Here are the hidden messages behind Musa Aman’s acquittal
After GE-14, the rakyat had high hopes that corrupt politicians would be punished. The taxpayers’ money was stolen, but no-one was found guilty.
Pakatan Harapan may have been slow to implement their reforms, but they did initiate the investigation and arrest of corrupt politicians. The rakyat was euphoric when some politicians received travel bans, surrendered their passports, endured raids on their homes, made daily trips to the offices of the MACC for detailed questioning, and had their bank accounts frozen.
Over the last month, two people at the highest echelons of power, involved in high profile cases, have been freed and cleared of the charges.
The first signs of trouble emerged when disgraced Najib Abdul Razak’s stepson, Riza, was granted a Discharge Not Amounting to an Acquittal, (DNAA) for money laundering involving RM1.08 billion.
On 9 June, the former Chief Minister of Sabah, Musa Aman, was granted a full acquittal for 46 charges relating to dirty money.
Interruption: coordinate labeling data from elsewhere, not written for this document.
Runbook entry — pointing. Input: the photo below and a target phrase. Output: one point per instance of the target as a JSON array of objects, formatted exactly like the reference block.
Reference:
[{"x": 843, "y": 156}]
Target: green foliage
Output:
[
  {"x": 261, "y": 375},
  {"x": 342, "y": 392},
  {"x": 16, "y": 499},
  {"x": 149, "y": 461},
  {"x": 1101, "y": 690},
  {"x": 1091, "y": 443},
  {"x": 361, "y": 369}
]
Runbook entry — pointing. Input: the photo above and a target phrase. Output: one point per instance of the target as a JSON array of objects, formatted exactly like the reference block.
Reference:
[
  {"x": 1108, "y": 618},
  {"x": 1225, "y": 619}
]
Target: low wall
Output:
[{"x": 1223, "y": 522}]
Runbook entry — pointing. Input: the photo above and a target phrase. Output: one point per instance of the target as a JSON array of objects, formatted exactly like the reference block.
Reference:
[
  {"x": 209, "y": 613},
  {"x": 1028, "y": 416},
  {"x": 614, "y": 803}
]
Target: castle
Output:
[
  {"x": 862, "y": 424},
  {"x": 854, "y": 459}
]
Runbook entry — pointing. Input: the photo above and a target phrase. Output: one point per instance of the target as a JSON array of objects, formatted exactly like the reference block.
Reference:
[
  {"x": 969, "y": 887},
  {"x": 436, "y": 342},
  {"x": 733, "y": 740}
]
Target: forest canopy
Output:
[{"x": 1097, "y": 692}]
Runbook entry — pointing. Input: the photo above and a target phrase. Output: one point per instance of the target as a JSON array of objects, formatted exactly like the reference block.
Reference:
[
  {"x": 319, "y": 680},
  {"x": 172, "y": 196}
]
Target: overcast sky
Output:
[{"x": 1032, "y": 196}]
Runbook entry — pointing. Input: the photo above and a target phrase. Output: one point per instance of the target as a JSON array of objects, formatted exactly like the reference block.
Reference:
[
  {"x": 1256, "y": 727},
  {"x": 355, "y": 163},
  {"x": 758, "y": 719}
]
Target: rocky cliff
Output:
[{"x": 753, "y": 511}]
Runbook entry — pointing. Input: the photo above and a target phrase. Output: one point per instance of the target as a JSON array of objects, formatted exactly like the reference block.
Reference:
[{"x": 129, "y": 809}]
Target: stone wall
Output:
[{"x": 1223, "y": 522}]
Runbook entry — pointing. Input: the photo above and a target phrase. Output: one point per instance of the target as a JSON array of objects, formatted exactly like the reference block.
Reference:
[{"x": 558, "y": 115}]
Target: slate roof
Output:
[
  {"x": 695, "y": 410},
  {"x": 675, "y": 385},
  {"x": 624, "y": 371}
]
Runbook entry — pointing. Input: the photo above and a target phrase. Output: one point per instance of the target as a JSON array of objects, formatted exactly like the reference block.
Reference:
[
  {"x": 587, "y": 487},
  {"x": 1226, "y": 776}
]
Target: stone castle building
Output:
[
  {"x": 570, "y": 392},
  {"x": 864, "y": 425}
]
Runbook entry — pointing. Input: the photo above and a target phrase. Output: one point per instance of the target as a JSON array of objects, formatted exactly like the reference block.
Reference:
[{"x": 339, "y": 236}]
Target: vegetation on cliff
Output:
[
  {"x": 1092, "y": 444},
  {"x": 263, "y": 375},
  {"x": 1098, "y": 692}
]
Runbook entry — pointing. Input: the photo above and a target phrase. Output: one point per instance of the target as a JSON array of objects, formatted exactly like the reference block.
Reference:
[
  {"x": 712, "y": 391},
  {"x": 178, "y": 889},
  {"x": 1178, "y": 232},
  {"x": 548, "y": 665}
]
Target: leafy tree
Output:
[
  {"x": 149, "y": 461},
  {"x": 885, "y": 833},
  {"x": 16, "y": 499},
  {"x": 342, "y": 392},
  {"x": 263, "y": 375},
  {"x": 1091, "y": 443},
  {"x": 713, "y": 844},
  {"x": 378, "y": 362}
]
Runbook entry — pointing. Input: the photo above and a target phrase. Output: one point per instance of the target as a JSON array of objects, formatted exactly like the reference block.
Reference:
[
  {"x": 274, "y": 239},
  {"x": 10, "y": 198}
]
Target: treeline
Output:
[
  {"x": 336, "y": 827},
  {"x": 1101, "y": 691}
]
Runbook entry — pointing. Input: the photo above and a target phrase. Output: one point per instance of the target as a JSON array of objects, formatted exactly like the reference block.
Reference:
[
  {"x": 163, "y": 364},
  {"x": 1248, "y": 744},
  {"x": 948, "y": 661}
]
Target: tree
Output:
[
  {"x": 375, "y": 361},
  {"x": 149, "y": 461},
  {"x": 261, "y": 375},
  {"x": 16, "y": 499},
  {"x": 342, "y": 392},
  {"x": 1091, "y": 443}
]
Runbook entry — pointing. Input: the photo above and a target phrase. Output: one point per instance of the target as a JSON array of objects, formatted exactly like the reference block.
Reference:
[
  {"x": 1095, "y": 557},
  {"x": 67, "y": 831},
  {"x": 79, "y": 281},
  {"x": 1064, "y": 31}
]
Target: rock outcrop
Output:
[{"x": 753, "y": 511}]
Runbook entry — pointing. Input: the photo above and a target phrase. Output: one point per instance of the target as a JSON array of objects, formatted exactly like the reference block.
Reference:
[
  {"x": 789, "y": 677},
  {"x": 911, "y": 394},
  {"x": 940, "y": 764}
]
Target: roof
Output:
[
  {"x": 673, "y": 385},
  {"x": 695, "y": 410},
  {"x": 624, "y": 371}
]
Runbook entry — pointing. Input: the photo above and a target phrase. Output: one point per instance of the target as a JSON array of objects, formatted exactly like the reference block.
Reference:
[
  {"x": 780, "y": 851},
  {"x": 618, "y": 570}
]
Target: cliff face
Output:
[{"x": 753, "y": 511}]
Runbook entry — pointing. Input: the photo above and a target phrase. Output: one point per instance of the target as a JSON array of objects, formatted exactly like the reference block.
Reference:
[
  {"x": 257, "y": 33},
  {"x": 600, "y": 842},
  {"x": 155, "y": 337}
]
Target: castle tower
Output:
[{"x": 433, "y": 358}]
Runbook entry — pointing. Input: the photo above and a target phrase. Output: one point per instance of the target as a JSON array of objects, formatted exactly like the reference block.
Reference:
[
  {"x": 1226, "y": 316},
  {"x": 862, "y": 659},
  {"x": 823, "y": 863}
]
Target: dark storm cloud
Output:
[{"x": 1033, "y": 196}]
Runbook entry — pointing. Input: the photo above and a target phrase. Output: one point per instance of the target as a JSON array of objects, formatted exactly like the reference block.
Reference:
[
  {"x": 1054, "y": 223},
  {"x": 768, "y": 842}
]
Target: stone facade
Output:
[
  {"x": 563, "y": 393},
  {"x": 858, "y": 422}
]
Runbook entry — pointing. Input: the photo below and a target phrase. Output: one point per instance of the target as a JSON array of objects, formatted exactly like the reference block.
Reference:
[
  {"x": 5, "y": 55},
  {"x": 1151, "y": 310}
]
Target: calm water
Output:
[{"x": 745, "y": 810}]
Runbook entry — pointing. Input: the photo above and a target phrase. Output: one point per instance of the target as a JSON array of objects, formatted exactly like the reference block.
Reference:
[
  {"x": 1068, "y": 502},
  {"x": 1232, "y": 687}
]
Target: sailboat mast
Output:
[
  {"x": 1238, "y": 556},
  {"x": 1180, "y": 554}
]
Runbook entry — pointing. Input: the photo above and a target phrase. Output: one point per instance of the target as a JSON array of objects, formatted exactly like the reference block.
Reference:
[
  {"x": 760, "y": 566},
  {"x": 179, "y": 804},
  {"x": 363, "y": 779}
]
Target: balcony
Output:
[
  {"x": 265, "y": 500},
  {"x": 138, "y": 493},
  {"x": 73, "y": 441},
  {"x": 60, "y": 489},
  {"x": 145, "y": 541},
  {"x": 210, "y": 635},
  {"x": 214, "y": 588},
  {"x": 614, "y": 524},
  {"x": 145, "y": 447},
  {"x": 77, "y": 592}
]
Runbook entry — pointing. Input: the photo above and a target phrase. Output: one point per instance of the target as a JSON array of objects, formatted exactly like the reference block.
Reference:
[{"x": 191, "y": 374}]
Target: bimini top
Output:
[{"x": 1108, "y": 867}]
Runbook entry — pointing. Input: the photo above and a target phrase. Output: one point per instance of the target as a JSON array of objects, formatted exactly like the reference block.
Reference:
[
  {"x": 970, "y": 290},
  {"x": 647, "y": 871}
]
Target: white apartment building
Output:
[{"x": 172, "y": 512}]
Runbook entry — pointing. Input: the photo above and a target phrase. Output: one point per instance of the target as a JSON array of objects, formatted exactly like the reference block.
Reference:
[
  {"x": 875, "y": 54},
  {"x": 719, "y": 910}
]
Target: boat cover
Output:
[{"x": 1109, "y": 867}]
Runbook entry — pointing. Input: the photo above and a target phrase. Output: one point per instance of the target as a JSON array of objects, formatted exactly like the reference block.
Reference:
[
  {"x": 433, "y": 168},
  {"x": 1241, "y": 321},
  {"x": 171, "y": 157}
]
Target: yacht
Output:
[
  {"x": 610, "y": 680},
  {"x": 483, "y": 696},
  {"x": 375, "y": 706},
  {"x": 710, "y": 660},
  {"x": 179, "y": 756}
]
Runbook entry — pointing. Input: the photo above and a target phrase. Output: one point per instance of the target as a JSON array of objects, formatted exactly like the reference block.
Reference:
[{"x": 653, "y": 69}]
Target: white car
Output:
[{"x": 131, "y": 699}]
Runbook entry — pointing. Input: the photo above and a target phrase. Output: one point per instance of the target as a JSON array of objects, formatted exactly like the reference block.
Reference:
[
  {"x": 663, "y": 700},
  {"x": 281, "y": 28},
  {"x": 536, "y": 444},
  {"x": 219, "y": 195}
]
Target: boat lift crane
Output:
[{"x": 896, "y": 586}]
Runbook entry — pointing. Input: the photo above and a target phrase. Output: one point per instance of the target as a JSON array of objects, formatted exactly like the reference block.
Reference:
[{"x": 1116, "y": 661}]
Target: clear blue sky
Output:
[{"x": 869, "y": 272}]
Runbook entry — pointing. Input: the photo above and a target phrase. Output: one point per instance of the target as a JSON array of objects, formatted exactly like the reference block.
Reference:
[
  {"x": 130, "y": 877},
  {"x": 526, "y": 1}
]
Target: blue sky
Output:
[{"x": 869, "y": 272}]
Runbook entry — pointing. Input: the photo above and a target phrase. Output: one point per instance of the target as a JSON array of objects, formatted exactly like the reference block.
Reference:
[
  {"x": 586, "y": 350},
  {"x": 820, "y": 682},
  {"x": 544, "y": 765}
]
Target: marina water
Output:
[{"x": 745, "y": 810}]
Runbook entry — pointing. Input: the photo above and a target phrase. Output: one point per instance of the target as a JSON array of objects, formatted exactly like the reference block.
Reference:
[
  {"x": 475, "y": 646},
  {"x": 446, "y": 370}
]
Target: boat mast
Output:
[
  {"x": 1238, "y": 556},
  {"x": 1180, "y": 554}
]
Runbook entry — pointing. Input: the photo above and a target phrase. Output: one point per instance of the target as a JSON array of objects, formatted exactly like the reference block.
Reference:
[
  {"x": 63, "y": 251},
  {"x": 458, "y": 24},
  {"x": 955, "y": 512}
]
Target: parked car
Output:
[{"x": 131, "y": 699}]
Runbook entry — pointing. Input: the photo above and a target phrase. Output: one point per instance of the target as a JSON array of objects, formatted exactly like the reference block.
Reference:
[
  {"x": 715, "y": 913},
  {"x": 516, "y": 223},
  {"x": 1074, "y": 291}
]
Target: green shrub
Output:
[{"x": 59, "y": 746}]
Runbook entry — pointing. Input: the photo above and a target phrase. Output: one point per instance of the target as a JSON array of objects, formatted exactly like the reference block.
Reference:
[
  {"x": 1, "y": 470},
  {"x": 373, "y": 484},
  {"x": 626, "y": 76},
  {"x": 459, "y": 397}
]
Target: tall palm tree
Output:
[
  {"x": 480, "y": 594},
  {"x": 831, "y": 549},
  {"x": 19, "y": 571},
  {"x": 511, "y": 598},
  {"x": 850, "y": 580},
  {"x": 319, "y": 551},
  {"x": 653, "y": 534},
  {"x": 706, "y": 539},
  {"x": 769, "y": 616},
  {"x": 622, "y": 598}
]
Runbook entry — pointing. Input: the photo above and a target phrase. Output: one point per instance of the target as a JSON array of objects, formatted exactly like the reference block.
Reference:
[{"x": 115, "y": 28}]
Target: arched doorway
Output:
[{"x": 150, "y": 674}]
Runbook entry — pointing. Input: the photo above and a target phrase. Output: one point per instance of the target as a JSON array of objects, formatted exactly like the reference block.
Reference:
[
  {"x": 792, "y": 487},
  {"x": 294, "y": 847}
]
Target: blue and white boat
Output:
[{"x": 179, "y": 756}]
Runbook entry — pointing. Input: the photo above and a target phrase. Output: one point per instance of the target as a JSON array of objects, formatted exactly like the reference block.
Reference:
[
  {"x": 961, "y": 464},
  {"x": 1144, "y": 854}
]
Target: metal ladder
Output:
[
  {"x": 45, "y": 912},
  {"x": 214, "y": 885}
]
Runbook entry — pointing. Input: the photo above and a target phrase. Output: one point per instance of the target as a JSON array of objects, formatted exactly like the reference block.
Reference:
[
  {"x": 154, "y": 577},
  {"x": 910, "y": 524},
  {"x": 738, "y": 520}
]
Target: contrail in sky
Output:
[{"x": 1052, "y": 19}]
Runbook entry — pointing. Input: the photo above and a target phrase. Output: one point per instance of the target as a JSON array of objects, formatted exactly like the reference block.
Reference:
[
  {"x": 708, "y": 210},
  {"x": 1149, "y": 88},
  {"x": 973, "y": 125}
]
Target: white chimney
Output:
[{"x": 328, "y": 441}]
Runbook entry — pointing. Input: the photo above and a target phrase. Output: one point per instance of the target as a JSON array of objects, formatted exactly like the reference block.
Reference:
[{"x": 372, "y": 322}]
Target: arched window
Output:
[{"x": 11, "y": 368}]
These involved 35 corruption charges for which he allegedly received bribes of between US$28,500 and US$16,148,547, and 16 money laundering charges for allegedly receiving US$37 million from various individuals and timber companies.
The spotlight then fixed on the new Attorney-General (AG), Idrus Harun. Rightly or wrongly, he faces the wrath of the rakyat.
Despite the official statements issued by the AG and the former CM, it behoves us to read between the lines, to find the motivations of each man.
I. What it means for the A-G
Idrus said that prosecutors withdrew all 46 charges against Musa on 9 June, because former Attorney-General, Gani Patail had issued the affidavit in support of Musa’s application to strike out the charges. In 2012, Gani decided to take no action against Musa, because investigations showed that the money was for political funding.
In last month’s explanation for the DNAA awarded to Najib’s stepson, Riza, Idrus said that former AG, Tommy Thomas, had agreed, in principle, to Riza’s DNAA and was prepared to consider Riza’s offer of a deal.
Is Idrus unable to think for himself? Can’t he scrutinise and give a fresh airing to these high profile cases of national interest? He uses the decisions of former AGs to issue the final verdict. He has failed to give a good impression of his work performance and judgement.
The rakyat will wonder if he has been placed under tremendous pressure from the new PN administration, especially as most of the corrupt politicians in Umno-Baru have been rewarded for their loyalty, despite their tainted past.
After decades of institutionalised corruption, racism, extremism and injustice, the rakyat is eager for a fresh start, but the AG may have compromised their ideals.
II. What it means for Musa
An euphoric former Sabah Chief Minister, Musa, his family and supporters must have breathed a huge sigh of relief when he was freed. No-one would have missed the connection, that the affidavit was provided by the former AG, who is also a Sabahan.
Sabah is the poorest nation in Malaysia. Crooks steal from the people of Sabah, but no-one is found guilty, despite the wealth gained from petroleum, oil-palm, timber and tourism.
Musa played to the Muslim crowd and immediately thanked God for ensuring justice was served and that it was by God’s will that his name had been cleared. He said that God had put him and his family through a test and that God was fair and rewarded his patience.
He said that his innocence of the graft charges was “very clear” and “indisputable”; but the rakyat would like to know how.
Malaysians recall the cowardly Musa, sneaking into Brunei to take a flight to Singapore and thence to England. He was filmed in London, by Malaysians who recognised him, but he then claimed that he was abroad, for medical treatment.
If he was confident of his innocence, why did he have to go through the drama of running away, hiding and playing on the heartstrings of the gullible public, by returning to Malaysia, on a stretcher?
III. What it means for the rakyat
The rakyat compare theft on a grand scale, by politicians and their children, and the punishments they receive.
They note that the poor, who struggle to scrape a living to feed their families and are forced to steal, are given harsher punishments. The thief suffers, along with his family.
On the other hand, corrupt politicians who escape punishment, mock the courts and give the metaphorical two fingers to the rakyat. Is the whole judicial system compromised?
Or are there two sets of laws – one for the elite, and one for the ordinary man?
The two acquittals do not bode well for the nation, The rakyat will not be surprised if Najib and his spouse, the former, self-styled First Lady of Malaysia (FLOM), Rosmah Mansor will be freed, as will the others, such as Zahid Hamidi (former DPM), Abdul Azeez Rahim (Tabung Haji) and Isa Samad (Felda).
The A-G has a choice
The Attorney-General lives on a knife-edge. He either faces the wrath of the rakyat or will be forced to live in constant fear of the retribution from Umno-Baru politicians.
Can Idrus Harun live with his conscience if he fails to uphold justice, as he was trained to do? Will he protect the integrity of his office and his public role, in the interests of the nation and the rakyat?